Randolph et al. Vol. 196, No. 4, August 19, 2002. Pages 517–527.
Due to a typographical error, a CD16− and CD16+ were switched in the middle of the third paragraph of page 521. The corrected paragraph appears below.
Differentiation and Migration Analysis after Depletion of CD16+ Monocytes.

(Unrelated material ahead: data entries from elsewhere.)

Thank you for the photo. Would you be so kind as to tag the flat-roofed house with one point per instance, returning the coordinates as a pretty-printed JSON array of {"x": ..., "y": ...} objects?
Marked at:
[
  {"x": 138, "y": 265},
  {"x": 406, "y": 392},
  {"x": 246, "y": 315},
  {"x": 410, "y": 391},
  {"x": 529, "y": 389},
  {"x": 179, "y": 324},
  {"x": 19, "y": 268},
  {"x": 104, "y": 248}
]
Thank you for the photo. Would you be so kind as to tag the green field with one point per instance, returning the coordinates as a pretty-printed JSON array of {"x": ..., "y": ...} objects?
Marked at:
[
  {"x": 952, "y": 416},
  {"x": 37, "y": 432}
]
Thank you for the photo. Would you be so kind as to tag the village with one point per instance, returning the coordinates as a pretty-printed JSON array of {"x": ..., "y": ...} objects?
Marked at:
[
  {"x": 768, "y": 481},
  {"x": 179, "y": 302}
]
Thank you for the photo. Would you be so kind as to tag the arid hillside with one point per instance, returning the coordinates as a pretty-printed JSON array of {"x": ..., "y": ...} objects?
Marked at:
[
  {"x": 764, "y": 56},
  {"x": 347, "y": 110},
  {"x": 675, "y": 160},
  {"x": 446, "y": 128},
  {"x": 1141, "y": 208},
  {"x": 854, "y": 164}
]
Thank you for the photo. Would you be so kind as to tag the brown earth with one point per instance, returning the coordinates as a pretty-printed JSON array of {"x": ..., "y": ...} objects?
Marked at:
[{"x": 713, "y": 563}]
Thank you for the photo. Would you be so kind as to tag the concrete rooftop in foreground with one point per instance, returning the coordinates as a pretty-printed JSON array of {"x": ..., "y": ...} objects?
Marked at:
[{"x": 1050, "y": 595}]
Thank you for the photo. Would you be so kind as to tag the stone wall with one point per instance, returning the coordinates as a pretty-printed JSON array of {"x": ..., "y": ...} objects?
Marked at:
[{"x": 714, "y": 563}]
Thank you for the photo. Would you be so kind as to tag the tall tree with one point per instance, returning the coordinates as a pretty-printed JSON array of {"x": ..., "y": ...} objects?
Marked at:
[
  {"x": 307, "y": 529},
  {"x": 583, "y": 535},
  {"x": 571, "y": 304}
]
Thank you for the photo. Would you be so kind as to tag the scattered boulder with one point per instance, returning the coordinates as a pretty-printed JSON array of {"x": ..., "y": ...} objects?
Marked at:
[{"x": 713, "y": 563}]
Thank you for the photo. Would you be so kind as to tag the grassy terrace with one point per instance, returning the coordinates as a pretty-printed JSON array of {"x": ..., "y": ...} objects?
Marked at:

In some depletion experiments, only the M-DC8+ subpopulation of CD14+CD16+ monocytes was removed. Removal of M-DC8+ cells only had no marked effect on the yield or phenotype of reverse-transmigrated cells (unpublished data), but when the depletion scheme eliminated all CD16+ monocytes (CD16 depleted), 47 ± 22% (P < 0.05; four experiments) to 66 ± 13% (P < 0.005; four experiments) fewer reverse transmigrated cells were recovered from unstimulated and zymosan-stimulated cultures, respectively (Fig. 6 A). These results are in agreement with the CFSE experiments in Fig. 3. Even after thorough depletion of CD16+ monocytes, many reverse-transmigrated cells recovered from cultures receiving only the CD16− monocytes expressed CD16 upon reverse transmigration, in contrast to the subendothelial monocyte-derived cells from the same cultures (Fig. 6 B). Thus, these cells appear to upregulate CD16 expression during reverse transmigration. When flow cytometry was conducted to analyze the maturation status of cells in the reverse-transmigrated fraction, the number of HLA-DR+CD86+ cells was 63 ± 14% (average of three experiments; P < 0.005) decreased per unit area of endothelial cell surface when blood CD16+ monocytes were depleted from the starting population (Fig. 6 C; cells shown in each group were recovered from an equivalent area of endothelial surface). Moreover, the residual DCs recovered after depletion of CD16+ monocytes expressed an order of magnitude less CD86 on the cell surface, indicating that these reverse-transmigrated, CD16− monocyte-derived cells were less mature than the reverse-transmigrated cells that develop in cultures that contained CD16+ blood monocytes.